In fact, the crude riddle so naïvely misunderstood by Snow provides us with one of the keys for understanding Mao’s complex and contradictory personality. There is little doubt that Mao’s spontaneous inclinations generally favoured radical policies, and yet, looking at the countless twists and turns of his entire career, leafing through many of his earlier writings, it would be easy to put together a file on the subject of his “revisionist capitulationism” and “rightist opportunism”
thick enough to hang three dozen Liu Shaoqis and Deng Xiaopings. And for that matter, his record as “leftist adventurist” could without difficulty eclipse even Lin Biao’s. Actually, in order to discourage such an exercise, the Peking authorities wisely refrain from publishing Mao’s complete works: the authorised version of the
Selected Works
is a carefully censored one. Although Mao was genuinely impatient with bureaucratic practices, he nevertheless became both the architect and the cornerstone of the most gigantic totalitarian bureaucracy this planet has ever known.

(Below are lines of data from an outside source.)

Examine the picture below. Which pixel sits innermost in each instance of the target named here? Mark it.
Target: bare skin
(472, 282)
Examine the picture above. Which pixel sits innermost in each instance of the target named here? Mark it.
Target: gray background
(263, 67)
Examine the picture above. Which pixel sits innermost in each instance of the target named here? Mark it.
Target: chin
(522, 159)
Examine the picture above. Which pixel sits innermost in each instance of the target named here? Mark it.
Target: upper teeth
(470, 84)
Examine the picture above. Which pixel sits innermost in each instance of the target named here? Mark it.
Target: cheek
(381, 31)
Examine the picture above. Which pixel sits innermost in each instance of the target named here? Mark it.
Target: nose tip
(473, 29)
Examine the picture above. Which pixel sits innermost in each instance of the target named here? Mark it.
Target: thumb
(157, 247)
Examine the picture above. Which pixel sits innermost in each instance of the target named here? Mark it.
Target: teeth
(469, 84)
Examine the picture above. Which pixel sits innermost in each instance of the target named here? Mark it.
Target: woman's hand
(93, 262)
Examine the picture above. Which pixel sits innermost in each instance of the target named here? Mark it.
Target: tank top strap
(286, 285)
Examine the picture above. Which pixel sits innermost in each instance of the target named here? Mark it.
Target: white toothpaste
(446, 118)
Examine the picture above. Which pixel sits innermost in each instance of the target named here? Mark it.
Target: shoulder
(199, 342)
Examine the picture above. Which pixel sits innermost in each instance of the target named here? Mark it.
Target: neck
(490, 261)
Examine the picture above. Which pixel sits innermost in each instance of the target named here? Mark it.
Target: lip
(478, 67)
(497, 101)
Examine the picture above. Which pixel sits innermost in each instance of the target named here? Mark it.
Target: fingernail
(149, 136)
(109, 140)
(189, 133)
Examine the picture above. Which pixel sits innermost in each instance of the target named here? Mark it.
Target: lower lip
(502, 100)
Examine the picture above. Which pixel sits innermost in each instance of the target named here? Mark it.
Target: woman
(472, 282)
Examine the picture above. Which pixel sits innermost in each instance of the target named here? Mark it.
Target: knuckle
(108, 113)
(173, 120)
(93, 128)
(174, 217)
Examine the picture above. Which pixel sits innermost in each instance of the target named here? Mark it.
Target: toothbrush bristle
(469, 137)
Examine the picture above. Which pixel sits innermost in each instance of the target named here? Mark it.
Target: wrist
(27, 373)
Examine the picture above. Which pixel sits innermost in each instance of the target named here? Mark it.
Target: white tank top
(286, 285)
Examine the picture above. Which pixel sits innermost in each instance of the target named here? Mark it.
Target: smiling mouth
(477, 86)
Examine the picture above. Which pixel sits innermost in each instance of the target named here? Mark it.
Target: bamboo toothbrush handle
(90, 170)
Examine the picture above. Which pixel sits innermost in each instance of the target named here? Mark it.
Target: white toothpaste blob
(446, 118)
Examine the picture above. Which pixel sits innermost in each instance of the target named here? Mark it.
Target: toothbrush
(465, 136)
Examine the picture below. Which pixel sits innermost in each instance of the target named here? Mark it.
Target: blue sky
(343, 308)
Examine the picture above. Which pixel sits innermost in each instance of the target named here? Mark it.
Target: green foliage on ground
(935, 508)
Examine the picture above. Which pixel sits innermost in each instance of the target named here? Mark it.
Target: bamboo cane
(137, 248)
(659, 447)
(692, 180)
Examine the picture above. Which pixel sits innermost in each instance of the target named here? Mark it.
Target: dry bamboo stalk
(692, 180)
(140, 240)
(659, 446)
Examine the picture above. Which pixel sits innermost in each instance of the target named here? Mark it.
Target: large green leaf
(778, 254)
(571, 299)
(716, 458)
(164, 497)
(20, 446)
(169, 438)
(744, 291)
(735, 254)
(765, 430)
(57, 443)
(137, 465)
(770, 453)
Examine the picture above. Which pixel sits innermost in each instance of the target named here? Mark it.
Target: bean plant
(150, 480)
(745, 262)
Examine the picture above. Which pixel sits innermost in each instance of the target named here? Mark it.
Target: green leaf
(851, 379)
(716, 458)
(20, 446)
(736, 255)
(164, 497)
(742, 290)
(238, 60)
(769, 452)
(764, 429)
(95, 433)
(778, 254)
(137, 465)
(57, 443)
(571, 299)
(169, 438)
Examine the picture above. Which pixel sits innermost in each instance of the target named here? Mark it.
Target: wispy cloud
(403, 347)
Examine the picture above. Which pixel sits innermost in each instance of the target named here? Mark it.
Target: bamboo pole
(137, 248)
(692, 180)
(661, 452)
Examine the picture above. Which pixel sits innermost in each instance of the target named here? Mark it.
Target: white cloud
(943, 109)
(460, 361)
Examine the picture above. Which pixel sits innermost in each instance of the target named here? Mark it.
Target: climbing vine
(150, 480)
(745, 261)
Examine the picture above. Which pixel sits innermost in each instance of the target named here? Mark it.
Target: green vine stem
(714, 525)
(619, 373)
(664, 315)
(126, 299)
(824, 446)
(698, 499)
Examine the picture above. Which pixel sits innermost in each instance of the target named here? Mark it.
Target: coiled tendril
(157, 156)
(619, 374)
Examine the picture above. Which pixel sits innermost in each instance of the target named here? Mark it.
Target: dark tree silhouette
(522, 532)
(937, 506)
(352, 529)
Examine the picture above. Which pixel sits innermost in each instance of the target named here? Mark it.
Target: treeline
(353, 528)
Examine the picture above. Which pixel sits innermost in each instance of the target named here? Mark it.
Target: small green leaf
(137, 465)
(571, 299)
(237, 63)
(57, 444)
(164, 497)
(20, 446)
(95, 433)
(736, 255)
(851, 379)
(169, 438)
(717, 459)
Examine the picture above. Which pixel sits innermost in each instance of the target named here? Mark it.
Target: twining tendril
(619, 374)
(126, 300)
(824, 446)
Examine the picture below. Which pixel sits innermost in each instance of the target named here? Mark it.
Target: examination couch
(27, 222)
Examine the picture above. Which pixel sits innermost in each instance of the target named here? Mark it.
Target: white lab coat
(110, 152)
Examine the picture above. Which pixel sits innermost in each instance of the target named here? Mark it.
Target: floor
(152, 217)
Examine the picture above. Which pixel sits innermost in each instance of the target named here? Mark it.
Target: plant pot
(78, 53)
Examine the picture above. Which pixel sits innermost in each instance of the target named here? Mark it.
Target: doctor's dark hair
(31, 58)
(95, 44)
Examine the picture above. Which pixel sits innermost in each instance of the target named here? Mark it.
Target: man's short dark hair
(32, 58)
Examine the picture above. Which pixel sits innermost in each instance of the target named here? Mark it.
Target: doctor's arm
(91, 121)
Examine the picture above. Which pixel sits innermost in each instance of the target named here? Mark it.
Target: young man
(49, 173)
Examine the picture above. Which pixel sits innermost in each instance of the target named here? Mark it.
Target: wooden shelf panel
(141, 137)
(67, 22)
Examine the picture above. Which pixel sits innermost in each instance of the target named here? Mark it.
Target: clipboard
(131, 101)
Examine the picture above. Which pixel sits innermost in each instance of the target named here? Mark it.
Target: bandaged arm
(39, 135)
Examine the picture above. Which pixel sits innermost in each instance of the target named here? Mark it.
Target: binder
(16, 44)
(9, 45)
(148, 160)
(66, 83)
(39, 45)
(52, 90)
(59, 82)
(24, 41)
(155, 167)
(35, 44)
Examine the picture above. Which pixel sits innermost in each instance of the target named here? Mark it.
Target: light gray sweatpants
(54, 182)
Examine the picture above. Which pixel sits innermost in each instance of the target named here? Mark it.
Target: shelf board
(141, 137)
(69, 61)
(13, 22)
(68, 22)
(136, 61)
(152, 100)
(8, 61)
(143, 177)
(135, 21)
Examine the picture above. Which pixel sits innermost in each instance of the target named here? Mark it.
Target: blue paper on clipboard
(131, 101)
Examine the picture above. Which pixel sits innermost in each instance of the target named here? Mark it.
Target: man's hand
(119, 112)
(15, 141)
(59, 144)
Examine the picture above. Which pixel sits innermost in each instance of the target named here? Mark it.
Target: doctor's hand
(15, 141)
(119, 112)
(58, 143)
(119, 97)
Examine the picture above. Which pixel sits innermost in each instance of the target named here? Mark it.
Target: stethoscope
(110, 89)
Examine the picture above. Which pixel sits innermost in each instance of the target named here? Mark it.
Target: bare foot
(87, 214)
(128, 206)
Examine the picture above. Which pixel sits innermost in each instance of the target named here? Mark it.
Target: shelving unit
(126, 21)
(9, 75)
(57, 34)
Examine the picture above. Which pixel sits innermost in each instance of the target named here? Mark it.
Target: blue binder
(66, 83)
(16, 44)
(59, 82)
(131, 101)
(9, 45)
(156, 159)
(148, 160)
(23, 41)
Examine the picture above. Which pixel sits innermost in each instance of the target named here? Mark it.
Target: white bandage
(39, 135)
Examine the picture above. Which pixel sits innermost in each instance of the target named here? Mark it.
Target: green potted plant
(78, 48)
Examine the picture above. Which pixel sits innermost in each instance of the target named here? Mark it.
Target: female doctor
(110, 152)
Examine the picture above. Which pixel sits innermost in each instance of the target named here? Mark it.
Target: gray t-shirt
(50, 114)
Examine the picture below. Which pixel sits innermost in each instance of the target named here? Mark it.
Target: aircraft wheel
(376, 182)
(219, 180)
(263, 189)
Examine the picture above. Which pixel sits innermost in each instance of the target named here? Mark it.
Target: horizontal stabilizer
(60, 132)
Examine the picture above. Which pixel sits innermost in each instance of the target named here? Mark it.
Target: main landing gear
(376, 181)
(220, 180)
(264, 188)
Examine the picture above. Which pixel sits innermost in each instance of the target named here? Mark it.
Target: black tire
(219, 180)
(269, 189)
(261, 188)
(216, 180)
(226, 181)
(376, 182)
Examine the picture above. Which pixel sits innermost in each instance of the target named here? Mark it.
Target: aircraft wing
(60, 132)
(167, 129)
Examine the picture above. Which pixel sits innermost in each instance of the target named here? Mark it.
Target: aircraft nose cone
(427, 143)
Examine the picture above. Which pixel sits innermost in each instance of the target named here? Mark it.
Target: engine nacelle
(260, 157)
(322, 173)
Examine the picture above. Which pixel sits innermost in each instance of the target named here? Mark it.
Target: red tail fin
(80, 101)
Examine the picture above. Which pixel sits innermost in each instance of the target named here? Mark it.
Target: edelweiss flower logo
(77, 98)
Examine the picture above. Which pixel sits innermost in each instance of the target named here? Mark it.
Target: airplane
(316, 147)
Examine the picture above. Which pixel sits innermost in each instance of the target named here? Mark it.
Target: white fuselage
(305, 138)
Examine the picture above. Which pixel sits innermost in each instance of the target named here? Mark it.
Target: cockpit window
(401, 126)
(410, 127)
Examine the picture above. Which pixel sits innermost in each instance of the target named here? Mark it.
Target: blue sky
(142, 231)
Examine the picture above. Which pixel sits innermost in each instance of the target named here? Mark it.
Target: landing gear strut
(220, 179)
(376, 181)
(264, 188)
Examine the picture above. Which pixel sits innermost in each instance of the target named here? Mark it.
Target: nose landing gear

To reconcile such paradoxes, one must either learn the mental acrobatics of a very sophisticated game played by the enlightened vanguard and called “dialectics,” or, more vulgarly, face the fact that rather than being the prophet-philosopher as described by his worshippers, Mao was essentially always and foremost a practical politician for whom what mattered above everything was
power
—how to obtain it, how to retain it, how to regain it. In order to secure power, no sacrifice was ever too big—and least of all the sacrifice of principles. It is only in this light that it becomes possible to understand his alternations between compromise and ruthlessness, benevolence and ferocity, suppleness and brutality, and all his abrupt volte-faces: none of these were ever arbitrary.